Robots Thinking Fast and Slow

June 30, 2019

[Since early 2018 I have given a number of public and academic talks on Robots Thinking Fast and Slow. All the illustrations in this post are taken from the slide decks accompanying these talks.]

Recent advances in AI technology have built significant excitement as to what our robots may be able to do for us in the future. Progress is truly inspirational. But where, you may ask, are the robots? Why can I buy a voice assistant but not a robust and versatile household robot? The answer lies in the fact that embodiment - the notion of a physical agent acting and interacting in the real world - poses a particular set of challenges. And opportunities.

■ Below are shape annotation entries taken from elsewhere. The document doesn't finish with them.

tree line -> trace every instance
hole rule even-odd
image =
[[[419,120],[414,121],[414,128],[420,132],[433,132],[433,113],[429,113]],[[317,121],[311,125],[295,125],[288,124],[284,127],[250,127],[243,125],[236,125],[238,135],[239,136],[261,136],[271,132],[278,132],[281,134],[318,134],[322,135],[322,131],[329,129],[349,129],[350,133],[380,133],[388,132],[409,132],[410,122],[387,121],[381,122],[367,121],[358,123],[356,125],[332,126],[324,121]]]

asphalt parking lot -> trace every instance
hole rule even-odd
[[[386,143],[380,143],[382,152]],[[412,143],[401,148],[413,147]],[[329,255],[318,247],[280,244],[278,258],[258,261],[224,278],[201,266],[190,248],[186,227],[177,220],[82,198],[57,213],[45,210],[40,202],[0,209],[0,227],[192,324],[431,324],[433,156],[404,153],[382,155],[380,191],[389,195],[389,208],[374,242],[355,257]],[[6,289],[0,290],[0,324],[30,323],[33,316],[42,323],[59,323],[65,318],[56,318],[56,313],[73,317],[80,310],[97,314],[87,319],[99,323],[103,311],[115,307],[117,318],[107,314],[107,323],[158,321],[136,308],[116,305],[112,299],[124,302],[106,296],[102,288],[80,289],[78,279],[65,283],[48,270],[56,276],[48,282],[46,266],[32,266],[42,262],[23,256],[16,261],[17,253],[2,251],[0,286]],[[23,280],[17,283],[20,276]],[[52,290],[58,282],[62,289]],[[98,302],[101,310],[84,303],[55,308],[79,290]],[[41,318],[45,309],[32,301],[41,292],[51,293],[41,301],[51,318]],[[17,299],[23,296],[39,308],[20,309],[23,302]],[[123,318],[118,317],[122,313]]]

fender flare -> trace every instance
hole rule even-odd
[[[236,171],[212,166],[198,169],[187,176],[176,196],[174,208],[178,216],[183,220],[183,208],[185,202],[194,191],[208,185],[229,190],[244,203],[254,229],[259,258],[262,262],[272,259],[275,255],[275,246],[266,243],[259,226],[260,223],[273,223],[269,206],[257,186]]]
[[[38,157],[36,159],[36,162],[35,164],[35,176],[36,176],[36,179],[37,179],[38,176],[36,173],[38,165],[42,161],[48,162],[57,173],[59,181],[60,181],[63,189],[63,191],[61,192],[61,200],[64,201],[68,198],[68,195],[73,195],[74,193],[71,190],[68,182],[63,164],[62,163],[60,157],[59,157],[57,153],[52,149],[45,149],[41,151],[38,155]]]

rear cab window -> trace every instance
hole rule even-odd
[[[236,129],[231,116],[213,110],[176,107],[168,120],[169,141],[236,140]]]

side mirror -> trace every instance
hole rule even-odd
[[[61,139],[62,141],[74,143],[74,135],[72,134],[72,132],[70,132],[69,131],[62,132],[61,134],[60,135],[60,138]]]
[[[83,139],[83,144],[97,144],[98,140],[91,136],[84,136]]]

Machines are now able to play Atari, Go and StarCraft. However, success here relies on the ability to learn cheaply, often within the confines of a virtual environment, by trial and error over as many episodes as required. This presents a significant challenge for embodied agents acting and interacting in the real world. Not only is there a cost (either monetary or in terms of execution time) associated with a particular trial, thus limiting the amount of training data obtainable, but there also exist safety constraints which make an exploration of the state space simply unrealistic: teaching a real robot to cross a real road via trial and error seems a far-fetched goal. What’s more, embodied intelligence requires tight integration of perception, planning and control. The critical inter-dependence of these systems coupled with limited hardware often leads to fragile performance and slow execution times.

In contrast, we require our robots to robustly operate in real-time, to learn from a limited amount of data, make mission- and sometimes safety-critical decisions and occasionally even display a knack for creative problem solving.

A Dual Process Theory for Robots

Cognitive science suggests that, while humans are faced with similar complexity, there are a number of mechanisms which allow us to successfully act and interact in the real world. One prominent example is Dual Process Theory, popularised by Daniel Kahneman’s book Thinking Fast and Slow. Dual Process Theory postulates that human thought arises as a result of two interacting processes: an unconscious, involuntary - intuitive - response (System 1) and a much more laboured, deliberate reasoning (System 2). Our ability to assess the quality of our own thinking - our capacity for metacognition - plays a central role.

If we accept that Dual Process Theory plays a central role in our own interactions with the world, the notion of exploring a similar approach for our robots is a tantalising prospect. If we can establish a meaningful technology equivalent - a Dual Process Theory for robots - mechanisms already discovered in the cognitive sciences may cast existing work in new light. They may provide useful pointers towards architecture components we are still missing in order to build more robust, versatile, interpretable and safe embodied agents. Similarly, the discovery of AI architectures which successfully deliver such dual process functionality may provide fruitful research directions in the cognitive sciences.

While AI and robotics researchers have drawn inspiration from the cognitive sciences pretty much from the outset, we posit that recent advances in machine learning have, for the first time, enabled meaningful parallels to be drawn between AI technology and components identified by Dual Process Theory. This requires mechanisms for machines to intuit, to reason and to introspect - drawing on a variety of metacognitive processes. Here we explore these parallels.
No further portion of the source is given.